Parkway to Drive Development
During this week’s conference call, Avniel also highlighted Rosetta’s recently completed $2.9 million acquisition of Clinical Laboratory Improvement Amendments-certified laboratory Parkway Clinical Laboratories (see RNAi News, 7/24/2008).
“With our first microRNA [diagnostic] approved for clinical use and the acquisition of a CLIA-certified laboratory, Rosetta Genomics is in the final stage of transforming into a commercial diagnostics company,” he said.
“Having a test that can identify high-risk patients [through a simple blood draw] may increase the compliance for colonoscopy exams and may help increase early detection of this … disease.”
“Parkway specializes in conducting clinical diagnostic tests and handles in excess of 170,000 specimens a year,” he added.
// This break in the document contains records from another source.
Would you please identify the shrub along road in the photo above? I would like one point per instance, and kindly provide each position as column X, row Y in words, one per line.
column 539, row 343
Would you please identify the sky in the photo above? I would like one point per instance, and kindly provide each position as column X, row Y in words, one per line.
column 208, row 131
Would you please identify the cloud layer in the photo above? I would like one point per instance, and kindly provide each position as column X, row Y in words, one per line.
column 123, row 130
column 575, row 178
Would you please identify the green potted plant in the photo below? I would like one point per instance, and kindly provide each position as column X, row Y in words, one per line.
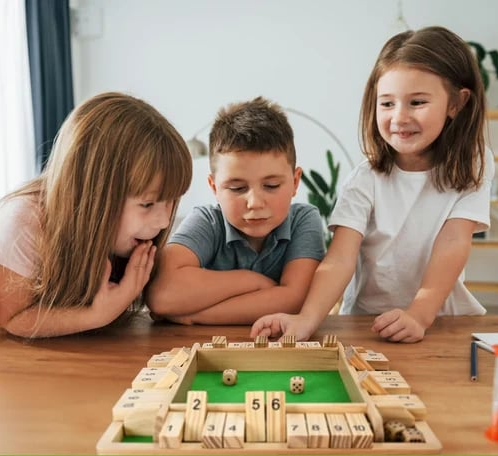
column 481, row 53
column 323, row 191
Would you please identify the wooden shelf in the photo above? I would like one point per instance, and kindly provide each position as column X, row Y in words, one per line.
column 482, row 286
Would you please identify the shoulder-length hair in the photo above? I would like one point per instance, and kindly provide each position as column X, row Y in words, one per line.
column 458, row 153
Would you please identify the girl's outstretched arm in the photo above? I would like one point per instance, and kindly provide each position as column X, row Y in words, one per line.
column 328, row 284
column 449, row 254
column 21, row 317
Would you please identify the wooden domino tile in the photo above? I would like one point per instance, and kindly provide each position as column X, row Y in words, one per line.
column 261, row 341
column 255, row 416
column 340, row 434
column 212, row 432
column 233, row 435
column 171, row 433
column 361, row 434
column 318, row 432
column 297, row 431
column 219, row 342
column 288, row 341
column 275, row 416
column 195, row 414
column 329, row 340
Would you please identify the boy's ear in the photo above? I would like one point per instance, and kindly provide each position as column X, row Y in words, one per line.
column 297, row 178
column 462, row 98
column 211, row 183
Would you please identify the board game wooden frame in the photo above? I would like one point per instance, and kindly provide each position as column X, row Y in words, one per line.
column 181, row 365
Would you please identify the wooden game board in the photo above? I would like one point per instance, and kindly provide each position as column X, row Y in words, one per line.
column 160, row 404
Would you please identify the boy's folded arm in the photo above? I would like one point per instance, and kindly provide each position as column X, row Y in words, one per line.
column 182, row 287
column 244, row 309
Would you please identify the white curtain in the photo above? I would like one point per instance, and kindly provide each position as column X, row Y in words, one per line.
column 17, row 154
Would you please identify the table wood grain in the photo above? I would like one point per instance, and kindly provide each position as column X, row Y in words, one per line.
column 56, row 395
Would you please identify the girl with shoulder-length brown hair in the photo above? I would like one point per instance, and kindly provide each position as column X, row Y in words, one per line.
column 404, row 220
column 107, row 197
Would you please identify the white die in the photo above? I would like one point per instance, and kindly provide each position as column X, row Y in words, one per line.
column 296, row 384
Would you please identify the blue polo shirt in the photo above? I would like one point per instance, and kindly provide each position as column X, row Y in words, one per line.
column 221, row 247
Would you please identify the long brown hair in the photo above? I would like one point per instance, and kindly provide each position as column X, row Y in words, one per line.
column 109, row 148
column 458, row 153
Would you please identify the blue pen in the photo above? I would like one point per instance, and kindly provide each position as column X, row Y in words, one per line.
column 473, row 361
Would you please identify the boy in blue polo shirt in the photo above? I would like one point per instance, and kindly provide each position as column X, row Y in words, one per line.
column 254, row 252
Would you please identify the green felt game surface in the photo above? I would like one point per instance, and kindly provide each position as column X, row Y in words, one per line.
column 320, row 386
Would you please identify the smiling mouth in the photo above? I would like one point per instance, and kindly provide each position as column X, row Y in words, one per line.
column 260, row 220
column 405, row 134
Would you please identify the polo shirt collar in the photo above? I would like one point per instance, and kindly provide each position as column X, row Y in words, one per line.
column 282, row 232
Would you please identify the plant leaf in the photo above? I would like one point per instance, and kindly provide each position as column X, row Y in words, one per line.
column 484, row 77
column 320, row 181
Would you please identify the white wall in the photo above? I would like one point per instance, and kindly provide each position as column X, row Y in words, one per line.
column 190, row 57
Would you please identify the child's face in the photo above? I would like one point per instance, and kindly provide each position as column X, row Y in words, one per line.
column 254, row 191
column 412, row 107
column 142, row 219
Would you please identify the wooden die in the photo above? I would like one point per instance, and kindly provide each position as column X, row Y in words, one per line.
column 229, row 377
column 296, row 384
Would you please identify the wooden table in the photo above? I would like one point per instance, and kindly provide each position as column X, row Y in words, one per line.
column 56, row 395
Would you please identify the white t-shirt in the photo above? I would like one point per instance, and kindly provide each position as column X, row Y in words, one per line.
column 19, row 228
column 400, row 216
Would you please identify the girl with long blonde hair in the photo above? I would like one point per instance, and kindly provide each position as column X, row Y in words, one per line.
column 107, row 197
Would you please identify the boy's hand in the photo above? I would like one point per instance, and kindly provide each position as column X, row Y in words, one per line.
column 398, row 326
column 112, row 299
column 281, row 324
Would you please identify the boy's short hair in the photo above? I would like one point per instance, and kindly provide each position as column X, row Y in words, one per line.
column 257, row 125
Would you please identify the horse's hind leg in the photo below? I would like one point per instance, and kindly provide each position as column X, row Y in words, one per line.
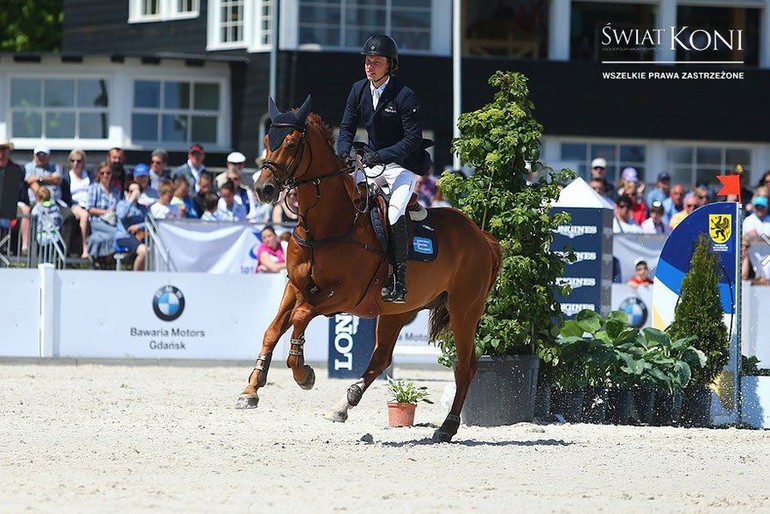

Importantly, the acquisition will “allow Rosetta Genomics to expedite and gain full control over in-house development, validation, commercialization, marketing, and sales of our microRNA-based diagnostic tests.”
Avniel said that Rosetta has expanded Bensalem, Penn.-based Parkway’s operations by adding a second facility in Philadelphia, in which Rosetta is installing its proprietary microRNA-based diagnostics technology.
“We’ve started with the calibration of this lab and believe it will be fully operational shortly,” he added, noting that Rosetta anticipates co-marketing miRview Squamous through this facility with partner Columbia University Medical Center.
Before acquiring Parkway, Rosetta established an arrangement with CUMC under which the institution would commercialize miRview Squamous, miRview Mets, and miRview Meso.
However, a Rosetta spokesman told RNAi News this week that having its own CLIA lab will enable Rosetta to jointly market miRview Squamous with CUMC.
“We believe that initially, due to Columbia’s outreach in the state of New York, they will focus their efforts in that area, while we will focus on the rest of the country,” he said in an e-mail.
In the future, Rosetta expects to develop, validate, and commercialize miRNA tests itself through Parkway, he added.
In the second quarter, Rosetta’s net loss jumped to $3.7 million, or $0.31 per share, from a year-ago loss of $2.3 million, or $0.19 per share.
The company generated no revenues in the quarter.
Driving the losses was an increase in research and development spending to $2.2 million from $1.7 million in the second quarter last year. Marketing and business development expenses in the quarter edged up to $434,000 from $412,000 the year before, while general and administrative costs climbed to $896,000 from $595,000.
As of June 30, Rosetta had cash, cash equivalents, short- and long-term bank deposits, and marketable securities totaling $14.9 million.
Looking ahead, the Israeli company said that it expects to burn roughly $6 million in funding its operations through 2008.